We will print our own mix as soon as the metered pool is large enough to anonymise without distorting. The current rule of thumb on the desk is at least fifty workspaces in any aggregate, with no single workspace contributing more than 10 per cent. We will say in the almanac when we cross that line.
§ VI, Q2 expectationsWhat to plan for, and what to ignore
Looking forward to Q2, three things we think are likely and one we think is being over-discussed.
One, a Sonnet move. Sonnet 4.5 is the longest unmoved price in the table. We do not think it stays there through Q2. The direction is harder to call; a downward adjustment, in response to the DeepSeek V4 line, would not surprise us, and neither would a small upward adjustment paired with a longer context window or cheaper cached input. We are budgeting on no change and will redo the model the morning of any move.
Two, more cache TTL volatility. The OpenAI episode in February was the first time we caught a provider changing a cache parameter that was not the list price. It will not be the last. We have updated the daemon to record the response cache-related headers verbatim on every request, not just the totals, so that a parameter change of this kind shows up in the next morning's variance run. The change landed in the prerelease build that closed on 11 March; the patch notes track the commit.
Three, more mid-tier pressure from the open-weights hosts. The V4 launch was the biggest single move of the quarter and the most-copied. We would not be surprised to see one more mid-tier cut from a hosted-Llama provider before the end of June, particularly if Groq adds cached input pricing (they are the obvious gap on the chart). The frontier pricing should hold; the mid will not.
The over-discussed item: per-request pricing as an alternative to per-token. We have been hearing the rumour, again, that a major provider is preparing a flat-per-request tier. We have heard this rumour from every quarter we have tracked, and it has never arrived. Our base case is that it does not arrive in Q2 either. If it does, the almanac will get a new column; if it does not, you will not hear about it from us until it does.
See you in three months. The Q2 almanac is scheduled for August.
Notes
- GBP/USD conversion at GBP 1.00 = USD 1.272, the Bank of England 16:00 fix on 31 March 2026. All sterling figures rounded to two decimal places.

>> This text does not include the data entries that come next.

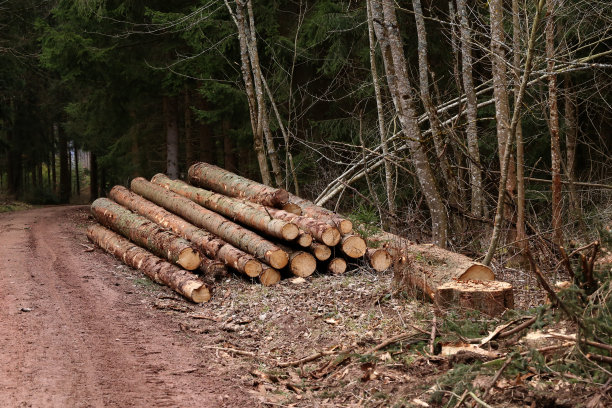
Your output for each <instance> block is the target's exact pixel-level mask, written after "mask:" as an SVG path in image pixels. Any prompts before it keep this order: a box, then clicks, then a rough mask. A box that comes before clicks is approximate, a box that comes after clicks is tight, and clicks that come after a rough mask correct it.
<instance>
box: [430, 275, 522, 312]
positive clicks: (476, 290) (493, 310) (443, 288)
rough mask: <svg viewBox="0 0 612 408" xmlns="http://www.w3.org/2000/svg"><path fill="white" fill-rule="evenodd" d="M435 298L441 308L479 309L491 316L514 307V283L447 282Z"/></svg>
mask: <svg viewBox="0 0 612 408" xmlns="http://www.w3.org/2000/svg"><path fill="white" fill-rule="evenodd" d="M434 300H435V302H436V305H437V306H439V307H441V308H452V307H458V308H461V309H465V310H478V311H480V312H483V313H486V314H488V315H490V316H499V315H500V314H502V313H503V312H504V311H505V310H506V309H512V308H514V294H513V291H512V285H511V284H509V283H507V282H500V281H472V280H460V281H453V282H447V283H445V284H444V285H441V286H439V287H438V288H437V289H436V292H435V295H434Z"/></svg>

- Specific provider events referenced in the body (the DeepSeek V4 launch, the GPT-5 Mini reduction, the Opus cached-input movement, the GPT-5 cache TTL change) are summarised from the daemon's pricing-poll record and the corresponding reconciliation logs. Future almanacs will link each event to a primary source URL once we publish the pricing-archive endpoint; this issue does not.
- Disclosure: Halton Labs is building a metering product. The almanac is editorial; no provider has reviewed it before publication.